Şunu da vurgulamak gerekir ki, toplantı ve müzakere defterleri, birbirini izleyen sayfalarda rakamlarla (1-2-3-…) gibi sıra numaraları ile onaylandığı ve toplantı tutanak kayıtları tarih sırasına gore birbirini izlediği, ayrıca toplantı ve müzakerelerle ilgili kayıtların altları yetkililerce imzalandığı için bu defterlerin kapanış kayıtları defterin tamamının dolduğu tarihte, yeni bir toplantı ve müzakere defterinin açılış kayıtlarıyle birlikte yaptırılabilir. Pay defterine gelince, bu defter genellikle defteri kebir gibi işlendiğinden kapanış kaydına gerek olmadığı kanısındayım.
VI- SONUÇ
Ticari defterlerin noterlikçe onaylanması; hem ticaret işletmesinin ve ticaret işinin ciddiyetinin bir işareti ve hem de, daha önemlisi, mali bilgilerin temelini oluşturan bu kayıtların ve elde edilen sonuçların güvenilir, kanıtlayıcı kabul edilmelerinin bir dayanağı olmaktadır.

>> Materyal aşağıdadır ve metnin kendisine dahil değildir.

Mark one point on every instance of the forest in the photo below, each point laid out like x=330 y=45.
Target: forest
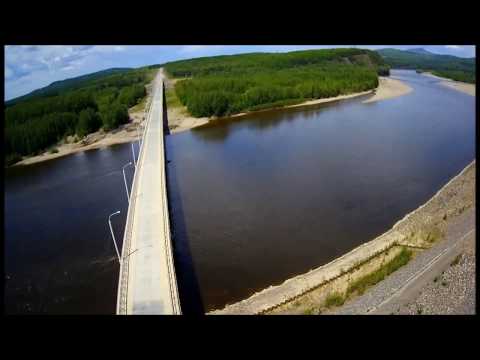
x=225 y=85
x=452 y=67
x=38 y=122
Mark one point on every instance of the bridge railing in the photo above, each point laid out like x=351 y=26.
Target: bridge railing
x=122 y=292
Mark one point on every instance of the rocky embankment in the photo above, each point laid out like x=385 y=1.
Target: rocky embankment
x=332 y=284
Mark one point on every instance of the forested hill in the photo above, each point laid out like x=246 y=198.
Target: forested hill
x=225 y=85
x=63 y=85
x=72 y=107
x=452 y=67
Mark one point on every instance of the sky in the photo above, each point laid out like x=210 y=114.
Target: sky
x=29 y=67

Bu nedenlerle Yeni TTK’nun ticari defterlerle ilgili hükümleri hakkında yapılan tartışmalara çözüm arayışı niteliğinde olmak üzere; özellikle defterlerin onaylanma gerekçeleri, onaylatma zamanları ile ilgili görüşlerim yukarıda arzedilmiştir.
Yeni TTK’nunun ilgili maddelerinde bazı sürelerle ilgili açık hükümler olmasa bile, Ülkemizde bu konularda yaşanmış, uygulanmış olan deneyimlerden yararlanmak suretiyle, açılış ve kapanış onaylarıyla ilgili çözümlerin bulunduğu, yukarıdaki açıklamalarda vurgulanmıştır. Kanımca aksi savunulamaz,
Bu meyanda; (bize gore) envanter defterinde kapanış kaydı yerinde olup, bun un yanında yevmiye için de kapanış kaydı istenmesi gereksiz olup, defterikebir ve pay defterinde kapanış kaydına gerek olmadığıdır.
Herşeye rağmen, TTK’ndaki bu eksikliklerin yetkili Bakanlıkça kanundan sonra yürürlüğe konan diger mevzuatla (kullanılmasını uygun görmediğim “ikincil mevzuatla”) pekala telafi edilebileceği kanısında olduğumu ifade etmek isterim.